Get printer-ready black text on white background in scanned pdf files (remove grayscale or color background)

image processingpdfsoftware-recommendation

How can I turn photos of paper documents into a scanned document? is related, but not the same, as I'm talking about pdf files. The processing of images seems complicated in the answers under the linked question, especially because it involves processing each image separately: given my pdf has hundreds of pages, the solution I expect is not that of processing/editing images, but simply of scanning digital photos and documents the way real ones are. I mean something like a "virtual scanner" for which the input would be a photo-based pdf or collection of photos and the output a "normal" scanned document. (Also the Scantailor tool recommended – also here – seems to lack a Linux version now.)


This is not about OCR and not about converting image to text.

To clarify what I mean I will post a few examples.

There are pdf files based on text, not image, and they are text files (let's say docx or odt) exported to pdf. They look ready to be printed:

enter image description here

The above is not what I discuss here.

What I'm interested in are the pdfs in the images below, namely the difference between scanned text pages that look too much like images and scanned text pages that look like digitized text.

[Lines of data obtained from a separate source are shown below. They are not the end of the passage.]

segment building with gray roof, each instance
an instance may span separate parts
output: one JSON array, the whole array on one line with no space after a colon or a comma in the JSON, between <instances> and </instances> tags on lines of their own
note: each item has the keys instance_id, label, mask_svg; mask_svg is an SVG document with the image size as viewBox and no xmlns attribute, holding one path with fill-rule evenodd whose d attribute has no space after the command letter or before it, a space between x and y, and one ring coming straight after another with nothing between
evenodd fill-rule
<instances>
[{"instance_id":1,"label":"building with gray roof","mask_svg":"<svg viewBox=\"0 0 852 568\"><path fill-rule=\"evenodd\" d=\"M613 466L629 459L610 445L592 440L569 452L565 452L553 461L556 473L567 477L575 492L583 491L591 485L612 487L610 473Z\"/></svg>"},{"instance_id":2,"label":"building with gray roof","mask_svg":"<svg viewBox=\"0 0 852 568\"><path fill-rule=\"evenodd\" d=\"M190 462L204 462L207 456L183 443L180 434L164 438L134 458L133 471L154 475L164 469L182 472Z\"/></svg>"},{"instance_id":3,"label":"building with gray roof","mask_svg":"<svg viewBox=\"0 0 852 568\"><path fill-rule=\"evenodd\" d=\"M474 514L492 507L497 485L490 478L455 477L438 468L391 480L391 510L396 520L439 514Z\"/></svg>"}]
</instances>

The first are formed of images that look like pictures taken of book pages:

enter image description here

or

enter image description here

Such copies can hardly be re-printed on paper, as the background will be printed too.

The second ones are what one would expect from scanned text, and can be printed:

enter image description here

or

enter image description here

The picture-like pdf may already be OCR-processed and its text searchable, and still look like a collection of (page) photos: OCR is not the problem here.

What I want is the clear black-on-white look of the "scanned" pdf and the removal of all the "real" details (especially shadows) that are normal in a photo but should be absent in a printed page.


As @vanadium noticed in a comment, I am looking for a software solution that automatically cleans up pictures of a document, much alike Google Scan on a smartphone.

As @user535733 said in a comment, the problem here seems to be, at least to some extent, that of converting the greyscale (scanned/image) text to black-and-white.

Best Answer

scantailor is not maintained anymore but you can still build it from source and use it.

However, the original repository needs qt4, which is not easily installable in recent Ubuntu versions. You can use e.g. this fork that has adapted to qt5.

Prerequisites:

sudo apt install libjpeg-dev zlib1g-dev libpng-dev libtiff-dev libboost-dev libxrender-dev libboost-all-dev

Installation:

git clone https://github.com/victl/scantailor
cd scantailor
cmake .
make
sudo make install

Disclaimer: I don't know the maintainer of this fork, and cannot say anything about the safety of his version.


Another option would be to use Scantailor advanced. You can install it via snap ...

sudo snap install scantailor-advanced

... or flatpak.

... or via ppa.

sudo add-apt-repository ppa:alex-p/scantailor
sudo apt update
sudo apt install scantailor # or scantailor-advanced

Quick test:

enter image description here